June 2013 took me to Philly a few times, where I got photos of  Madeline and Captain Harry in the distance and

Sentry pulling El Rey, San Juan bound.  The two Wilmington Tug vessels still work the Delaware River, whereas Sentry–last I read–flies the Bolivian flag. I should get down to Philly again one of these days.

In 2014 it’s Navigator and

Sabine.   Navigator is still based in the sixth boro and Sabine is in the GOM.

In 2015, it’s Stephen B–still in the sixth boro–and

Evening Star, along with Wavertree during her makeover.  Stephen B still works out of the boro by that name although Evening Star now has started working out of the boro again as Jordan Rose. 

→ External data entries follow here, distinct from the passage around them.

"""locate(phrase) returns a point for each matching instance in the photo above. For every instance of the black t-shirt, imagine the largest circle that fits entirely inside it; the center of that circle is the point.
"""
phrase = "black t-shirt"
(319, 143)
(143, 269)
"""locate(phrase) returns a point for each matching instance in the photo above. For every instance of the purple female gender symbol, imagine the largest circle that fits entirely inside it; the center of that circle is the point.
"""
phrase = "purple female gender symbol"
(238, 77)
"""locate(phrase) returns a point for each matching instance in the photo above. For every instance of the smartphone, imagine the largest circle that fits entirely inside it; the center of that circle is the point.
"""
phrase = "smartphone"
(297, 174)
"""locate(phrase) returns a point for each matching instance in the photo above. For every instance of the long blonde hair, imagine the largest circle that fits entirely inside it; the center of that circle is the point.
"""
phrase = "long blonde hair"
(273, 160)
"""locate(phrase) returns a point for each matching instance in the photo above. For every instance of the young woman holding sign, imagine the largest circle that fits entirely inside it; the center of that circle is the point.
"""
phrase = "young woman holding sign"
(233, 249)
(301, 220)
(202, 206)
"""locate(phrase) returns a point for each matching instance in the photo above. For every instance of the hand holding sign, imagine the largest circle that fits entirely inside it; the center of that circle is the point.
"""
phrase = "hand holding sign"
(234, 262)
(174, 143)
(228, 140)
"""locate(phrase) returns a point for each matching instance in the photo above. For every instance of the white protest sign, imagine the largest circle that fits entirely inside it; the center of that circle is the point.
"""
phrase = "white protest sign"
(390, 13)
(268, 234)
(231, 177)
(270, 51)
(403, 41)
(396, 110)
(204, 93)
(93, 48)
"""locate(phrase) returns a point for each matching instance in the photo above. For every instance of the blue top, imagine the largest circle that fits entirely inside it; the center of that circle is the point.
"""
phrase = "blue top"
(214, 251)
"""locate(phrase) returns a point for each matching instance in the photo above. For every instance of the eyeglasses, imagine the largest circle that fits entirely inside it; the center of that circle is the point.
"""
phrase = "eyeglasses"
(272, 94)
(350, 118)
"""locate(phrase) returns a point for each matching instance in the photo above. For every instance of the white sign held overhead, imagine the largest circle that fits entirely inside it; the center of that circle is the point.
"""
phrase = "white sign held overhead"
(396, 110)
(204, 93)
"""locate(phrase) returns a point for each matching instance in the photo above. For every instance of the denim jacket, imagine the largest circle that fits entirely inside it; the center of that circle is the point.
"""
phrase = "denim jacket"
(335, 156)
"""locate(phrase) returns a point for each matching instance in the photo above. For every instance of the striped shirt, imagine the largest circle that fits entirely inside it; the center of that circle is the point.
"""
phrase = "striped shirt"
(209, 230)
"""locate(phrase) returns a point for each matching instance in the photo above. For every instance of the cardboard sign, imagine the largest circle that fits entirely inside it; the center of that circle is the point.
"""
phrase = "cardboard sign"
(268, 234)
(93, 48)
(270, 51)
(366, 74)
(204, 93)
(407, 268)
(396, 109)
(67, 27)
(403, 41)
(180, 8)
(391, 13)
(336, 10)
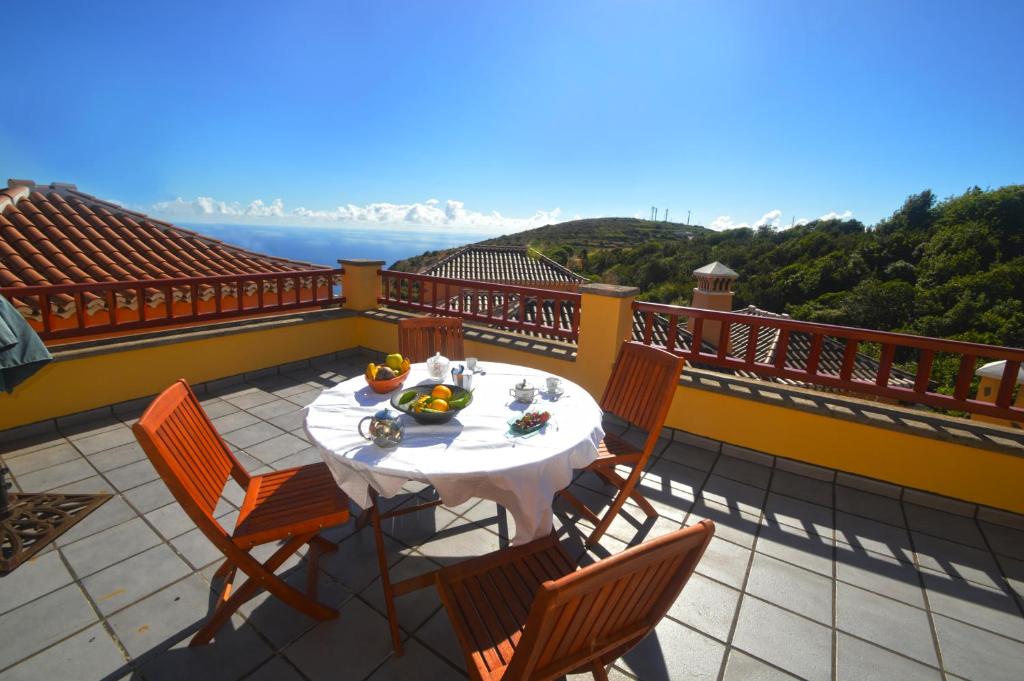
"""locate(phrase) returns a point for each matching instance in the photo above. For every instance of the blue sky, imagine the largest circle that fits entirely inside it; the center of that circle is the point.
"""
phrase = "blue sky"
(443, 114)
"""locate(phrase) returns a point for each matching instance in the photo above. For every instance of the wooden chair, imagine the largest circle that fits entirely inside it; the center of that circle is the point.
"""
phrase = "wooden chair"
(293, 504)
(640, 391)
(523, 612)
(423, 337)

And 2016, it’s Eric McAllister and

a newly arrived Jonathan C Moran.  Jonathan is still here, but Eric is in Baltimore.

All photos in a series of Junes, WVD, who does Junes from 2017 through 2021 tomorrow.

Ten years ago, the WTC was incomplete, no supertalls/superskinnies were up, and Taurus was not yet Joker.

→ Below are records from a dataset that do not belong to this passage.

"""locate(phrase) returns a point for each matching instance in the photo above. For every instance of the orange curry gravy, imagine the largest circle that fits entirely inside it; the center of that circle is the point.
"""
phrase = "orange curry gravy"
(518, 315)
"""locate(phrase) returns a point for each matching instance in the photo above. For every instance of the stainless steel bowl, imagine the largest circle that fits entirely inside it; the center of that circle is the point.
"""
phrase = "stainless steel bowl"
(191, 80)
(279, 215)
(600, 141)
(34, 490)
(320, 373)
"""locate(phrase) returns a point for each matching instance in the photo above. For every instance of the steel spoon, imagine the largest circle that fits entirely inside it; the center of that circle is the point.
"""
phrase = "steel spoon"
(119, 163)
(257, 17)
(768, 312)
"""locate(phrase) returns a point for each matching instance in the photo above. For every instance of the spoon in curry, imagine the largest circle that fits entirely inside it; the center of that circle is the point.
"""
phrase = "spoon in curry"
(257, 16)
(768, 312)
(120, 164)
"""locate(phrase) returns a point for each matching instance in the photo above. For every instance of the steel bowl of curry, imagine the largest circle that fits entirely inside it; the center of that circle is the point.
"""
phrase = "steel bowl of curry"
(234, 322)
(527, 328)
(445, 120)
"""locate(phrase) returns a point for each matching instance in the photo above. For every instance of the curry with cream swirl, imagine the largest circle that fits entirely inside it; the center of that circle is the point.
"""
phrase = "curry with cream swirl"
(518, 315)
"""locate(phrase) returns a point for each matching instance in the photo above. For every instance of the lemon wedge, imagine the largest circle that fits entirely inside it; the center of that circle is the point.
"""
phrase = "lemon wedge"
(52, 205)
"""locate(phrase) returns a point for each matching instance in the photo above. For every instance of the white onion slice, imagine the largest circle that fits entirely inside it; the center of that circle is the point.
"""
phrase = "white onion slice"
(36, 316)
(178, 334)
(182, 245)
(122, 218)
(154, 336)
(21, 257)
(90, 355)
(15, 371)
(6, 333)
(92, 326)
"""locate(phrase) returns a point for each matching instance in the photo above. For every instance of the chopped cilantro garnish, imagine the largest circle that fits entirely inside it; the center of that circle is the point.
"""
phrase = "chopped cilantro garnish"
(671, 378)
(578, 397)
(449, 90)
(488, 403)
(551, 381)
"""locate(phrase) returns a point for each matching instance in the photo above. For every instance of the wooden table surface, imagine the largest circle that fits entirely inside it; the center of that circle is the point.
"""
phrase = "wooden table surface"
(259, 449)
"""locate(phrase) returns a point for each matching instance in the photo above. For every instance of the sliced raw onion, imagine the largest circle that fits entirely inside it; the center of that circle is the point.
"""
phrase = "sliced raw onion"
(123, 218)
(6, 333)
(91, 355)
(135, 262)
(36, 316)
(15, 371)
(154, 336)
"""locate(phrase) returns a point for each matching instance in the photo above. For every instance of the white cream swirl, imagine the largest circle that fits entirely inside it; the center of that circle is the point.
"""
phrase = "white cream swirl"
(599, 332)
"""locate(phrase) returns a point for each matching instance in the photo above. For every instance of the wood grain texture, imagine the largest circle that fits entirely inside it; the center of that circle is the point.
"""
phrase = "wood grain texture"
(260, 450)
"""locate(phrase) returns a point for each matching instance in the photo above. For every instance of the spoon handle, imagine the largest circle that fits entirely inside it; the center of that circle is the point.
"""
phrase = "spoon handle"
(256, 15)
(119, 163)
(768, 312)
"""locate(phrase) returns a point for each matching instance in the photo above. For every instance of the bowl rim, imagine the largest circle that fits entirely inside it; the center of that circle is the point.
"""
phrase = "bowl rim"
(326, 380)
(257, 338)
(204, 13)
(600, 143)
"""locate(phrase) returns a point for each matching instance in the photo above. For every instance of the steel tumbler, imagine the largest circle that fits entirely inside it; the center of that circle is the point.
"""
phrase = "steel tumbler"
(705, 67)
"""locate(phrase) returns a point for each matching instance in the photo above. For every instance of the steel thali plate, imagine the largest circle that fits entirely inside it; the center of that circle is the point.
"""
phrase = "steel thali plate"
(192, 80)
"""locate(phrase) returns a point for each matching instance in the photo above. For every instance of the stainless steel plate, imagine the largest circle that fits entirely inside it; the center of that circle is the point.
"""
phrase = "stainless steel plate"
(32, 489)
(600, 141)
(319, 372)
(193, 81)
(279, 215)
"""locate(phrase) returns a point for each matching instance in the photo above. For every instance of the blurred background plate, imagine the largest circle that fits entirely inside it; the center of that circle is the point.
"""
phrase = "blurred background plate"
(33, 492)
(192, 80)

Miriam and the archway at Sailors Snug Harbor are all the same, although that dock is gone from there.

The 1969 Barbara McAllister is now Patsy K, operating out of the Gulf coast of Florida.

The 2003 Jane is now Anna Rose, and I’ve seen her in the boro a few times.

Amy Moran is now John Joseph.

Crow was in her last days here, and has been scrapped more than a half decade already.

Charles D. McAllister has now been five and a half decades in service and still working in the sixth boro. 

Gage Paul was lost in transit after being sold overseas.   Note the seaplane on the East River.  

Last I knew, Buchanan 10 was laid up upriver.

In June 2012, I had the opportunity to tour USNS Apache near Norfolk.  A few years later, Apache was the vessel credited with locating the black box of El Faro, after its tragic sinking.

Sharing the dock with Apache that day was USNS Grapple.

All photos, ten years ago, WVD, who is currently traveling again, out of tugster tower for an indefinite period of time, getting more indefinite every day.  I have re-activated the robots, but we’ll see how reliable they are this time.